Studies...much ado about nothing?
I lost what little respect I had for "studies" when I became personally involved in one.
A "risk assessment" for industrial safety. Workers given a multipage question form, things like, "do you wear PPE (hearing protection, hard hat, etc.) Do you wear your seat belt, do you drive within 5mph of the speed limit, things like that.
None of the questions mentioned guns, hunting, or anything even remotely like that.
ONE question asked "were you, or any member of your family in a physical fight within the past year?", and that was the only question of its type, at all.
When the results came back, surprise!

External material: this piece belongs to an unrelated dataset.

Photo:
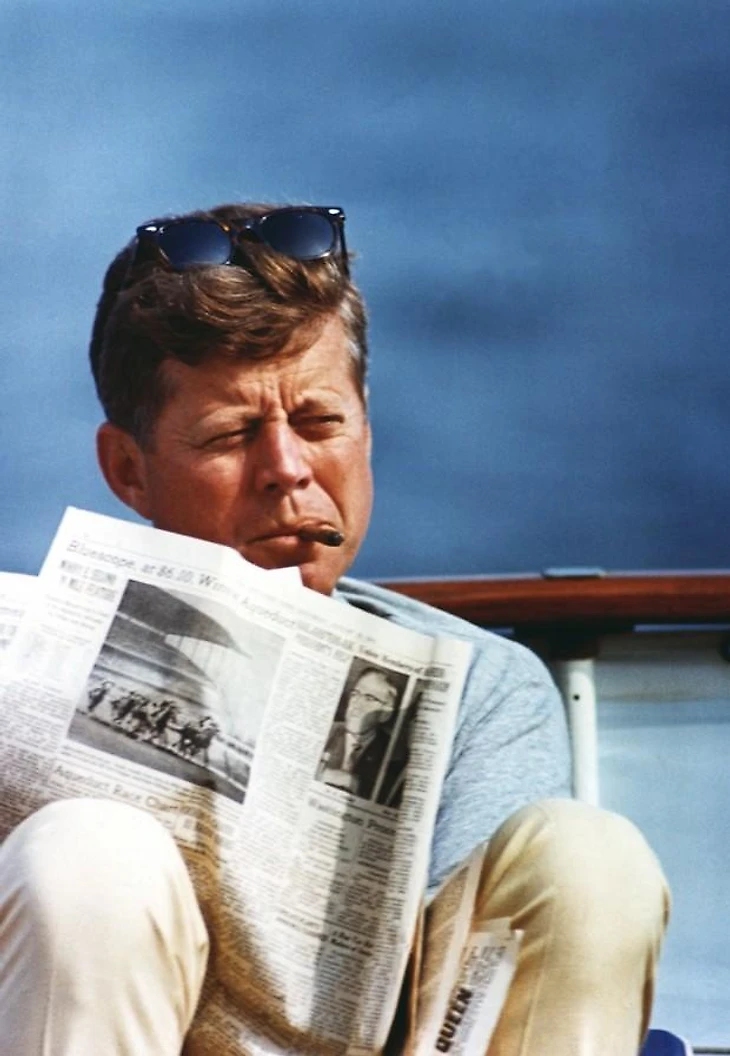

One of their recommendations, to reduce the amount of risk in our lives was (and I quote,)
"Avoid Handguns."
I suppose, (as the study under discussion posits) that being a gun owner filled me with an "uncontrollable rage"
over this out of the blue "recommendation".
I questioned it, (actually more of a rant) to my boss. My argument was, that since they gave us such a totally off the wall recommendation (avoid handguns), without so much as asking a single question about them, or about any gun related thing at all, the credibility of ALL their other suggestions was suspect.
He agreed. And so did his boss. And, while I never knew for sure, I think their boss did too, as that company's contract to do studies was never renewed.
You can do anything you want with a study, and then claim any conclusion you want, based on that study, its ALL a matter of where you set your parameters.
A study can show that over 98% of violent criminals ate bread, or a bread product within 30 days prior to committing the violent act. Based on that, the argument for banning bread sounds reasonable, don't you think?